MCAT math topics are designed to test reasoning abilities that are important for your success in medical school and as a physician. Top scorers develop a good number sense, which is the ability to think flexibly and critically about numbers and estimation.
Let’s take a look at how to approach some of the most important math rules and equations you’ll need for the MCAT.
Related: The 4 MCAT Sections: A Detailed Breakdown + How to Prepare
1. Rounding
Rounding is your best friend — it shows up in virtually every type of MCAT math question.
The exam is not testing how precisely you can calculate values using complex numbers. Instead, rounding to friendly numbers (often whole numbers) is the way to go and is expected by the test makers. You can see this clearly in AAMC answer choices, as they are often approximations.
How much can you round on the MCAT? When rounding a number, it will always be safe to round up or down by 10% of the number you’re rounding.
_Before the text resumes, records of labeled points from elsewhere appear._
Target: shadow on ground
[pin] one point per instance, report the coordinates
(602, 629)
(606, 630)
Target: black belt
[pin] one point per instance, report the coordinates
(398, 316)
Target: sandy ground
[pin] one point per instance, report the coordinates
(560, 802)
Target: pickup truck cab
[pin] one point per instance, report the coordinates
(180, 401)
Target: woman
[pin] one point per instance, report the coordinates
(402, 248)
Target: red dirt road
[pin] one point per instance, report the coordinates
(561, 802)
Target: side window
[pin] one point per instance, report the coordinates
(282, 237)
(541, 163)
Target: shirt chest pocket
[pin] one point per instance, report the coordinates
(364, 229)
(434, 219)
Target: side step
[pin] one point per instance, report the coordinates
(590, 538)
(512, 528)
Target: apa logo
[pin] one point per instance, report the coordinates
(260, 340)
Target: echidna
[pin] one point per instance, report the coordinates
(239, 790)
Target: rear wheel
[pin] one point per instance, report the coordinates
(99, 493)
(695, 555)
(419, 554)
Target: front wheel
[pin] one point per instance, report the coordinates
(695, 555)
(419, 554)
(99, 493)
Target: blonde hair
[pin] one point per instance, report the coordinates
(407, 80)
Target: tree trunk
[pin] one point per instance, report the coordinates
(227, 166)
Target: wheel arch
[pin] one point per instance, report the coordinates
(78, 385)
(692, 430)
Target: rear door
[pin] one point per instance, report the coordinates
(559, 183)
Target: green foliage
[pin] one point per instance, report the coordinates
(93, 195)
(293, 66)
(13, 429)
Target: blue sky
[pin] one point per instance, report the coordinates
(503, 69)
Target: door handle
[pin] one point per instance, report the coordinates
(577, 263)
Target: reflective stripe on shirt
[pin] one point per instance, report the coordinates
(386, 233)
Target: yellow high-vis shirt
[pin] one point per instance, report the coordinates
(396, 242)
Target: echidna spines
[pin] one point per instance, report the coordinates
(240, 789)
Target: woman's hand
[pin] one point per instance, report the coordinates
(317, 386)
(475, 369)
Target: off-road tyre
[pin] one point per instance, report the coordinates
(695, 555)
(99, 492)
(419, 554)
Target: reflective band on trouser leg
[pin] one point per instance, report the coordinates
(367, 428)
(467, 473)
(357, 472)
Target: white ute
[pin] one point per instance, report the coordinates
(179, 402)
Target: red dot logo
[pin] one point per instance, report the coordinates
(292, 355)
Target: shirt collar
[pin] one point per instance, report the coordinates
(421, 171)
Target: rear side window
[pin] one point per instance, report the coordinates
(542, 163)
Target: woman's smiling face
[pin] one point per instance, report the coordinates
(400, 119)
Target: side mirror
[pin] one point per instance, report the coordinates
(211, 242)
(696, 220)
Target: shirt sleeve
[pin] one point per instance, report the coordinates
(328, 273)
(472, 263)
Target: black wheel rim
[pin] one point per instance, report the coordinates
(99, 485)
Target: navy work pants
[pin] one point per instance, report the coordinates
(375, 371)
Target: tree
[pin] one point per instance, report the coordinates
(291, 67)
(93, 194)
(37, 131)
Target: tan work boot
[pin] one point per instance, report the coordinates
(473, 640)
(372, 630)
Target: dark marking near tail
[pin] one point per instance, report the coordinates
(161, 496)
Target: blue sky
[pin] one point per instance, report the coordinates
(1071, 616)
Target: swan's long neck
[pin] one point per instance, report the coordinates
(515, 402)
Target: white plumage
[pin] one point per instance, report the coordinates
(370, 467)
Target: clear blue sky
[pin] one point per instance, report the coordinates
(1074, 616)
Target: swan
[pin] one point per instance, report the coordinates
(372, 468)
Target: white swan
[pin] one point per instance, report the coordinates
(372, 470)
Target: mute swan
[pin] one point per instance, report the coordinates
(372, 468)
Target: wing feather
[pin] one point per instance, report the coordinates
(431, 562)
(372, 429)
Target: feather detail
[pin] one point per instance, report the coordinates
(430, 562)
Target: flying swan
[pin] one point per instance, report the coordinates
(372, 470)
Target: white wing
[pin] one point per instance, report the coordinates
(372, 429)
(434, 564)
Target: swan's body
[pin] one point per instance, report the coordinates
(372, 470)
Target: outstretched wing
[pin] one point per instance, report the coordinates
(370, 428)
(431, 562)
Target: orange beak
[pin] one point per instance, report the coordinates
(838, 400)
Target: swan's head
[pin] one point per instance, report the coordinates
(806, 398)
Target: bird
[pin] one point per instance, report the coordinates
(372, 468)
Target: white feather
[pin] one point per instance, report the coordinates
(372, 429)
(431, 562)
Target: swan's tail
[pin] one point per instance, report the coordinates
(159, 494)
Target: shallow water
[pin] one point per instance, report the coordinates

For example: A passage describes Metformin, a medication to treat Type II diabetes, that has a molar mass of 165.62 g mol-1. You’re asked to find how many moles of the medication a patient will ingest if they take 625 milligrams twice daily.
Using our rounding rule, we know that 165.62 can be rounded up or down by 16.562. A good number sense tells us that rounding down to 150 is an easy number to work with. 625 can be rounded up or down by 62.5, so we choose to round down to 600.
This means you’re now working with the numbers 150 and 600 — which is much easier than 165.62 and 625.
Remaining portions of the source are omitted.